The Windows guidelines for I/O completion and cancellation require that drivers:
Support cancellation for I/O requests that might take an indefinite period of time to complete.
Complete I/O requests within a reasonable period-generally, 10 seconds or less-after cancellation.
Do not block I/O threads for an unreasonable period while performing I/O. UMDF I/O threads are a limited resource, so blocking on such a thread for a long time can decrease driver performance.
To aid user-mode drivers in conforming to these guidelines, UMDF supports adaptive time- outs. UMDF tracks the progress on critical I/O operations that can hold up the system if delayed. Critical operations include cleanup, close, cancellation, and Plug and Play and power requests.

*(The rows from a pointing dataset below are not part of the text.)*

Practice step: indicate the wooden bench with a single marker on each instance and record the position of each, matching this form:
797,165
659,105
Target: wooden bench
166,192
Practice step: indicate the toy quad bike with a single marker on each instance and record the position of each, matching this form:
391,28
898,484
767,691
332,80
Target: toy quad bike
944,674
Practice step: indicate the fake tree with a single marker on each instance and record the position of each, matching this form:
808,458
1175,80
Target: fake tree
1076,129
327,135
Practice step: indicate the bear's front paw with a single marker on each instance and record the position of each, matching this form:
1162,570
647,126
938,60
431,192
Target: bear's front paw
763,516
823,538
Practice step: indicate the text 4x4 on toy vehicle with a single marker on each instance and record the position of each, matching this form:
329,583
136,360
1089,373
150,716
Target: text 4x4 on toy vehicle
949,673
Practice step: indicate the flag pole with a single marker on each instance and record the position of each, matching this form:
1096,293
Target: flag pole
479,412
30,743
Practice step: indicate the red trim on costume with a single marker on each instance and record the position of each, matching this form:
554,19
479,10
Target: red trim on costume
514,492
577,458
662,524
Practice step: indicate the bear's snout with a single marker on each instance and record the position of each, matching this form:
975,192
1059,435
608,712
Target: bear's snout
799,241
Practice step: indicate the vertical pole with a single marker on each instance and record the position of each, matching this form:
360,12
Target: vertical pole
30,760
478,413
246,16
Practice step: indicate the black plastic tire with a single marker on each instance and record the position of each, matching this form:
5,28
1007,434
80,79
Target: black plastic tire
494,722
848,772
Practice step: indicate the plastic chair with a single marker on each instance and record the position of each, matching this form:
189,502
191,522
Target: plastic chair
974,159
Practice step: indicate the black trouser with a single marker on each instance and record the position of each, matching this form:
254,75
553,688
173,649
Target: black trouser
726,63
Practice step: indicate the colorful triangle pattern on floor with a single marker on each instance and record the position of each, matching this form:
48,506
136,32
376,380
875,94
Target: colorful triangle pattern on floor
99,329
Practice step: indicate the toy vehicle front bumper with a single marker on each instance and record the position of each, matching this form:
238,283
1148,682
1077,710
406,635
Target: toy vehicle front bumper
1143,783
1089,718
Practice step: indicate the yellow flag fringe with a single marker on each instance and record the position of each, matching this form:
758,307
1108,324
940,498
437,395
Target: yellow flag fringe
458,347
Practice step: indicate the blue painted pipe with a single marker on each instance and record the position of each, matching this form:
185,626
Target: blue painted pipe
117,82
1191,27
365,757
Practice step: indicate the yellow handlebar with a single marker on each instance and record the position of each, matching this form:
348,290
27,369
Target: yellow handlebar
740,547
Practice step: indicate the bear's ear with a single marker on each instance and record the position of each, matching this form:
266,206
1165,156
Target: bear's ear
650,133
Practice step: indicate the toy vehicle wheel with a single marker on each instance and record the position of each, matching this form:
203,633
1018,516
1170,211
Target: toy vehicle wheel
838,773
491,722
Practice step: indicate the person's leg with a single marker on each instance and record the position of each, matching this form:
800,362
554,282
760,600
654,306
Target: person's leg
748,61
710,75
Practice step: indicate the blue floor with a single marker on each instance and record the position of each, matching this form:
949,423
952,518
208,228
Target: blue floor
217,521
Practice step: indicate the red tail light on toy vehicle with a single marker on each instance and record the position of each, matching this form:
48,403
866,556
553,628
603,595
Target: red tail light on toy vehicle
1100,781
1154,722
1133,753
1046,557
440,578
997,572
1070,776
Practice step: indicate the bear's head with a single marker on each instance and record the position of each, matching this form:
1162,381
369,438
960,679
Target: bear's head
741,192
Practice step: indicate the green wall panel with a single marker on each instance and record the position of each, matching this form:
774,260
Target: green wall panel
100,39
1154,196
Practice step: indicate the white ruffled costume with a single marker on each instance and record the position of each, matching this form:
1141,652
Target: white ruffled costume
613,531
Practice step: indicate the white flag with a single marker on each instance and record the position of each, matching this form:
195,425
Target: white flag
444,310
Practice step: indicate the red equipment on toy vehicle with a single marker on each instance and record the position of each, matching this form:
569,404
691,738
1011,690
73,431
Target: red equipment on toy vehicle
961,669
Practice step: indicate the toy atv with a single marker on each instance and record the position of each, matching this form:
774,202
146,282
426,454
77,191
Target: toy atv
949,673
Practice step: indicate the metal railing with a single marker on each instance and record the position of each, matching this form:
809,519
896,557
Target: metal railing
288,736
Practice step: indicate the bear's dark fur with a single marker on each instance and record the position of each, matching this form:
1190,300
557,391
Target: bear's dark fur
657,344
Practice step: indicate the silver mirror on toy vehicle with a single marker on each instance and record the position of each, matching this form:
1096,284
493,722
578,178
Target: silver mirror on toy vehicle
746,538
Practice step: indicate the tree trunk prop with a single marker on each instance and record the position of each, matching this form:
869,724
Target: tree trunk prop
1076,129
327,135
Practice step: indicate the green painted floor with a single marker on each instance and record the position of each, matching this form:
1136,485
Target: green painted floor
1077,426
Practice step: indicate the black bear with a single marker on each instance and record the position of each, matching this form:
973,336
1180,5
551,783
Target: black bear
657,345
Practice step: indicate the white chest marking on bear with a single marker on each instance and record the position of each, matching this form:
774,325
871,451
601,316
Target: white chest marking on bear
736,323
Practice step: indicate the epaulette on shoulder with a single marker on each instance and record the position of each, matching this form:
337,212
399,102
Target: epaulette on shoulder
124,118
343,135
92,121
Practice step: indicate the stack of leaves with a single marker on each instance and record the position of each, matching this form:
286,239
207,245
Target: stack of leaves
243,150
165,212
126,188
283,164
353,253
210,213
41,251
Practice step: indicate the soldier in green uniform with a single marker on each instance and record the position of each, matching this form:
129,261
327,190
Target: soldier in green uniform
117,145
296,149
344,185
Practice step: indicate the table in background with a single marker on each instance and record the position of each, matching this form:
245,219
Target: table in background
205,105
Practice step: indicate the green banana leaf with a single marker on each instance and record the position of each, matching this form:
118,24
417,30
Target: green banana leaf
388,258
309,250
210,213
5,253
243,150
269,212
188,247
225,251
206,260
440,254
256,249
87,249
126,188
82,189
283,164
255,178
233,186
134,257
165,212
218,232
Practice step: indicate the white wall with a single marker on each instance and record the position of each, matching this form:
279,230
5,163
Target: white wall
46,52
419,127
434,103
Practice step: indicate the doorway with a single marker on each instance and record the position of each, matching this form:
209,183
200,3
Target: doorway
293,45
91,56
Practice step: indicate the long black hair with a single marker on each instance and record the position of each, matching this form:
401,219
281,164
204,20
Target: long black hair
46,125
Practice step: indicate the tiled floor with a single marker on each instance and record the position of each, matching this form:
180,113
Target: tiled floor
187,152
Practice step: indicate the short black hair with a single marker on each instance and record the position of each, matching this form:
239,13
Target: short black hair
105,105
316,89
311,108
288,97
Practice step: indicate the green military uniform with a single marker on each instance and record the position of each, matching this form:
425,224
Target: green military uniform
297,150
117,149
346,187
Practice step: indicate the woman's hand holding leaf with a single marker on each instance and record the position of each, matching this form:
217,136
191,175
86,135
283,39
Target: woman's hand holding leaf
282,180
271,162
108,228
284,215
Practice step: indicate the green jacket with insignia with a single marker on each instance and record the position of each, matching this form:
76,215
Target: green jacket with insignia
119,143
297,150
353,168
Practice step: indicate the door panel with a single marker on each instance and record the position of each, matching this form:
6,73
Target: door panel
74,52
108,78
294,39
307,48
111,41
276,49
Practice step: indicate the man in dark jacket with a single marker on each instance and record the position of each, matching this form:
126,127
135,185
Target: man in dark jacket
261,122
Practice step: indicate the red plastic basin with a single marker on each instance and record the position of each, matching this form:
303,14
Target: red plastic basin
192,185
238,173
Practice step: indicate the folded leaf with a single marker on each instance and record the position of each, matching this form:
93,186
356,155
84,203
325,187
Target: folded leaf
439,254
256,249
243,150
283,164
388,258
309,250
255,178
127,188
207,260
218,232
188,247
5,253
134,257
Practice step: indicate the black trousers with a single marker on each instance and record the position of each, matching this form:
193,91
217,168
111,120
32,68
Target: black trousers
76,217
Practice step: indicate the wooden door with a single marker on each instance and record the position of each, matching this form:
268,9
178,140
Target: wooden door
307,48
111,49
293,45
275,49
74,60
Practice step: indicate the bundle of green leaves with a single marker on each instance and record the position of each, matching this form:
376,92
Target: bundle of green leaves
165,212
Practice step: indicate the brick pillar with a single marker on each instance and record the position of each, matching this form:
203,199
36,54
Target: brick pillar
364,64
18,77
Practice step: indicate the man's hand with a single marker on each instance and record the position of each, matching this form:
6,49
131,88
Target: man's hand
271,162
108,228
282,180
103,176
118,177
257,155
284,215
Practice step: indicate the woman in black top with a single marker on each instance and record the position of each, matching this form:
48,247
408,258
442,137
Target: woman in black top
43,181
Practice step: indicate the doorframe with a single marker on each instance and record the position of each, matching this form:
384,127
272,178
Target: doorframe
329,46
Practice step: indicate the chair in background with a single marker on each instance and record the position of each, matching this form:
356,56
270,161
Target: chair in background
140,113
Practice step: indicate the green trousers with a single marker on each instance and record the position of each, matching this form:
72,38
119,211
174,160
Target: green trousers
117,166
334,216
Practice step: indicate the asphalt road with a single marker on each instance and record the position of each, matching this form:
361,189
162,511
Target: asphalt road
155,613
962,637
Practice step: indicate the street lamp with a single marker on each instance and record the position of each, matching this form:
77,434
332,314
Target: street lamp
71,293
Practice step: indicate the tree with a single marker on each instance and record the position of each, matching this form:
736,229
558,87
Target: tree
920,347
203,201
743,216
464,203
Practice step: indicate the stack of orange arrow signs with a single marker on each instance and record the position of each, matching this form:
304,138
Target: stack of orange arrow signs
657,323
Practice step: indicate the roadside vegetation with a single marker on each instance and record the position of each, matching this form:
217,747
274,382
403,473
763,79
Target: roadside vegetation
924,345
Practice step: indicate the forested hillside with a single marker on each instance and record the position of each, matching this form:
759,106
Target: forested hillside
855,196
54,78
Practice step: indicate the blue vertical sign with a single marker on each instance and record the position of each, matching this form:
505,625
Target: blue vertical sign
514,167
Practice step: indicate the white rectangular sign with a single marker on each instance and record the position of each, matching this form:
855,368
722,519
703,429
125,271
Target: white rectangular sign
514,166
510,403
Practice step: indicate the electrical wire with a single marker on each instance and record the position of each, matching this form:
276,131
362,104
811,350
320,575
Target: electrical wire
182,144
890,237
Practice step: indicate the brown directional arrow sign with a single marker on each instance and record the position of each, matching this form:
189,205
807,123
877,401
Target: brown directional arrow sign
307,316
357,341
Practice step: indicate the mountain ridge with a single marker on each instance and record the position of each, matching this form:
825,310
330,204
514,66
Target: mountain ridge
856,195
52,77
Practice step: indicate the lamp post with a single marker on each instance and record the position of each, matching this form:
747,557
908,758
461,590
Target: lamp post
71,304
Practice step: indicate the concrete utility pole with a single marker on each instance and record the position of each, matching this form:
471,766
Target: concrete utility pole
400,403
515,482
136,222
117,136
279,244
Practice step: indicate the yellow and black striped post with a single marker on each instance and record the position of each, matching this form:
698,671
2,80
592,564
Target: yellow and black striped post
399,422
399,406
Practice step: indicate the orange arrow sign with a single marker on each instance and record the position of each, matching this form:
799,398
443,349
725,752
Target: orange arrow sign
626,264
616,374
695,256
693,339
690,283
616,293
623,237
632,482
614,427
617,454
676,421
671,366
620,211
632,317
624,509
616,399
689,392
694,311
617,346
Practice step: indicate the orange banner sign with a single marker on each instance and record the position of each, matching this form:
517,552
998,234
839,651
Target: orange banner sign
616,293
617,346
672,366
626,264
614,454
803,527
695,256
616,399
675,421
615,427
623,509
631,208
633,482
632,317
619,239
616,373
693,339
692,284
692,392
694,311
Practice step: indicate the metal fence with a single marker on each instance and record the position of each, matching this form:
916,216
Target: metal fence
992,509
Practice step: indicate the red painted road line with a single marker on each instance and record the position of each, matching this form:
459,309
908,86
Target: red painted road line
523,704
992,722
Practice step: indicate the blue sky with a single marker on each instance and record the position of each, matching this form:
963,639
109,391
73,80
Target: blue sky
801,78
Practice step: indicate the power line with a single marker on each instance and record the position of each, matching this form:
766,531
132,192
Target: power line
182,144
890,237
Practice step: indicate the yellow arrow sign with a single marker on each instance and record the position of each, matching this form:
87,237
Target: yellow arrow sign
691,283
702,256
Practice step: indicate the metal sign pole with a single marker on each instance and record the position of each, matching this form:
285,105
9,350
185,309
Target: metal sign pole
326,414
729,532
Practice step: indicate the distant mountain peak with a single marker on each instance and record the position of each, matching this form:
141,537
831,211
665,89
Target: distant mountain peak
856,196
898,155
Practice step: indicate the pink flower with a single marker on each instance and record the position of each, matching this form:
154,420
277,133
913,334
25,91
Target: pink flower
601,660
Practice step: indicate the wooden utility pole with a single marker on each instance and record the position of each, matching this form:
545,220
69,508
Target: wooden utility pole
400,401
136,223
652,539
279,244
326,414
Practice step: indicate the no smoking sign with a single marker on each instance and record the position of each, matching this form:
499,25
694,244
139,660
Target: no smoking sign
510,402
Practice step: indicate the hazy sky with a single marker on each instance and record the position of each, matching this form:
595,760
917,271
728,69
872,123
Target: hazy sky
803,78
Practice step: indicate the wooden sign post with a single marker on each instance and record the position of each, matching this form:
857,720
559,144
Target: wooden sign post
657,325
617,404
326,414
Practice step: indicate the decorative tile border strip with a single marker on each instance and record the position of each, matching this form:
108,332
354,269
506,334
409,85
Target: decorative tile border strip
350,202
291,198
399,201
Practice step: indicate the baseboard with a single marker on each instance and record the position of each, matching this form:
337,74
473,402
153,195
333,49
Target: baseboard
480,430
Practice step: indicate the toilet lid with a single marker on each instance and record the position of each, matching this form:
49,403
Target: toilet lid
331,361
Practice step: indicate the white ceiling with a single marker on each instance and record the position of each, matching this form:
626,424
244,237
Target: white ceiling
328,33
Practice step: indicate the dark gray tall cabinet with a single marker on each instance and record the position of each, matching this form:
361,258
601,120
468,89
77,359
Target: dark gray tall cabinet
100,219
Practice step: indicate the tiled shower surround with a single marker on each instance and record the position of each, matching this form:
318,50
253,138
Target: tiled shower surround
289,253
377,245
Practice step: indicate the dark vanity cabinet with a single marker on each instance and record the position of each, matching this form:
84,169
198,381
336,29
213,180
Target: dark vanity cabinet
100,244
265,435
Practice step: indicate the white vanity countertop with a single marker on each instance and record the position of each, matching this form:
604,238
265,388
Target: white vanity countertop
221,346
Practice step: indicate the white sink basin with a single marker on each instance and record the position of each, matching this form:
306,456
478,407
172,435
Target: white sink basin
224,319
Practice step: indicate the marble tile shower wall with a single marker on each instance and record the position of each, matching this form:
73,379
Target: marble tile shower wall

When the reflector passes a critical request to the driver host process, it watches for progress on I/O operations. The user-mode driver must complete an operation at regular intervals until it has completed the critical request. For example, if the device is transitioning to a low-power state, the driver's callbacks must either return within a time-out period or complete any outstanding I/O requests that it cannot leave pending at regular intervals so that the reflector extends the time-out period.
If the time-out period expires, the reflector terminates the host process and reports the problem through Windows Error Reporting (WER). Currently, the default time-out is one minute. If the driver must perform operations that take a long time to complete, it should handle them asynchronously, create a separate thread to handle them, or handle them in a user work item.